A standard C way to reinterpret the bytes of an unsigned long as a float is:
y = (union { unsigned long u; float f; }) { x } .f;
This code defines a compound literal that is a union, and it initializes the union with the value of x, which should be an unsigned long. Then it accesses the f member of the union, which is a float. This float value is assigned to y, which should be a float.
Thus, assuming the declaration of ApplicationApi must remain the same and that the void *DataPtr it is passed is the result of converting a pointer to a float to a pointer to void, its definition could be:
void ApplicationApi(void *DataPtr)
{
* (float32 *) DataPtr =(union { unsigned long u; float32 f; }) { unsignedLong_val } .f;
}
Notes about this code:
This requires that unsigned long and float32 have the same size.

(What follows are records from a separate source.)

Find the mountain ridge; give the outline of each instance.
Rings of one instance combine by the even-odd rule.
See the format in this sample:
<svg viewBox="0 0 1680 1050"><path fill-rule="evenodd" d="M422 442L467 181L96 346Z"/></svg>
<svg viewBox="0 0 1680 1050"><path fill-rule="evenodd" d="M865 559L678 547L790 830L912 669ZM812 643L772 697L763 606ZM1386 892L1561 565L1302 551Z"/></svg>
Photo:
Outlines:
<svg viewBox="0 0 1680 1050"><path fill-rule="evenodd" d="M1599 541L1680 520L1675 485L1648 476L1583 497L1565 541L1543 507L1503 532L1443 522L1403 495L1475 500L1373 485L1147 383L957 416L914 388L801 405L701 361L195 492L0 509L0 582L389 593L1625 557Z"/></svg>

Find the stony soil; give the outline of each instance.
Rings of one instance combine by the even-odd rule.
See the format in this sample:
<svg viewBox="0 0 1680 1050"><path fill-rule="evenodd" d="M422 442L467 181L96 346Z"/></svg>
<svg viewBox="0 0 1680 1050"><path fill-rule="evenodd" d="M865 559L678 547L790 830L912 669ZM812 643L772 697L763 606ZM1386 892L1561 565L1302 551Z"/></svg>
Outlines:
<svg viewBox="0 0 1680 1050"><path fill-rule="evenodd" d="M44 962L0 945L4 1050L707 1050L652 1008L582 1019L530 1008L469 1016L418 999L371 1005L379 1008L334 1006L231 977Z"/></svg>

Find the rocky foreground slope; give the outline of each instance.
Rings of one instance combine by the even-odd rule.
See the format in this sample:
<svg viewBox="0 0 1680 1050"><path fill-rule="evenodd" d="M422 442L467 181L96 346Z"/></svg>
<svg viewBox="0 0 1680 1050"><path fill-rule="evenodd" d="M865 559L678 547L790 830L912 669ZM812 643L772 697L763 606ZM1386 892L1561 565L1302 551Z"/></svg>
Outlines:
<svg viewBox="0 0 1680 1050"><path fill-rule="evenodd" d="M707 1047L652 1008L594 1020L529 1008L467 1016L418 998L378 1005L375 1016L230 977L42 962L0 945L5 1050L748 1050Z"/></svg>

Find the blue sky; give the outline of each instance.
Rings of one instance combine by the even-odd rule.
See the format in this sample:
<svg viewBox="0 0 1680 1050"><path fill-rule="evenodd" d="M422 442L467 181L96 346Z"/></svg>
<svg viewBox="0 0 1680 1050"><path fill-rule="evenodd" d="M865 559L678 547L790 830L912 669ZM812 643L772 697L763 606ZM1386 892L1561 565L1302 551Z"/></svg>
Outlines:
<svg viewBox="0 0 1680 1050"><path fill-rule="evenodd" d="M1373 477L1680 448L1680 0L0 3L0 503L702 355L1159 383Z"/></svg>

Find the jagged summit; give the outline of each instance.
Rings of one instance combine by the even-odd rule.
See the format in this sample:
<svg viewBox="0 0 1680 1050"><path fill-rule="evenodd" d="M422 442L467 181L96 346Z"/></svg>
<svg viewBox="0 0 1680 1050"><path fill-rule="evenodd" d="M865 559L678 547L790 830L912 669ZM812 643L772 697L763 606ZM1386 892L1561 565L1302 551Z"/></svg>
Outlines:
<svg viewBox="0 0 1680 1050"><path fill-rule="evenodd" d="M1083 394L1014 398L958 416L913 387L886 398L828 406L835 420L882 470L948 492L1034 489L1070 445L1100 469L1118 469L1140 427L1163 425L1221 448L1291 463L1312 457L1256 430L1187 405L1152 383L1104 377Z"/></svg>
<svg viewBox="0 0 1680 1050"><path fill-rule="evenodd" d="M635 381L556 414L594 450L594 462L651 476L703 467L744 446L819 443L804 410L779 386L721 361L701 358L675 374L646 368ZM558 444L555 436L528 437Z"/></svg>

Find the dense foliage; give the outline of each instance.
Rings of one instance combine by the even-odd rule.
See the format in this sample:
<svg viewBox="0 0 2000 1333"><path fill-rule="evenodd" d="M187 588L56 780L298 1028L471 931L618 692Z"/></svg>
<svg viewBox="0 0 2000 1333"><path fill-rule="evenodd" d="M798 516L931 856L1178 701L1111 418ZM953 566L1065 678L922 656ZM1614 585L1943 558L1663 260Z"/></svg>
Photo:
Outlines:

It is undesirable for unsignedLong_val to have file scope. It would be preferable to pass it as a parameter.
There is no reason inherent in this code that DataPtr should be passed as a void *. It could be passed as a float32 *.
Notes about code leading up to this code:
The way that the bytes have been assembled in the unsigned long may have endian issues.
In C implementations that are currently rare, an unsigned long could have trap values that prevent it from being used to hold arbitrary bytes.
About the C standard and reinterpreting bytes:
Reinterpreting bytes through a union is the result of C 2011 (N1570) 6.5.2.3 3, which says that an expression using the . operator and a member name has the value of the named member. Note 95 of the standard indicates that this may be used to reinterpret bytes.
Another supported way to reinterpret bytes is by converting a pointer to a pointer to a character type and using the new pointer to copy bytes, per 6.3.2.3 7. (memcpy is sometimes used for this.)
6.3.2.3 7 defines this behavior only for pointers to character types. For other types, the C standard generally does not define the behavior of converting a pointer to a pointer of another type and dereferencing the result. Therefore, the behavior of code that does this is undefined. Even if it appears to work in a test, it may later fail due to compiler optimizations or other effects.
Try with this cast :
void ApplicationApi(void * DataPtr)
{
*(float32*)DataPtr = *(float32*)unsignedLong_val;
}
You have to declare that the right value is a float value.
With your cast, the right value is an integer and the left value a float. The compiler convert implicitly the integer to a float value.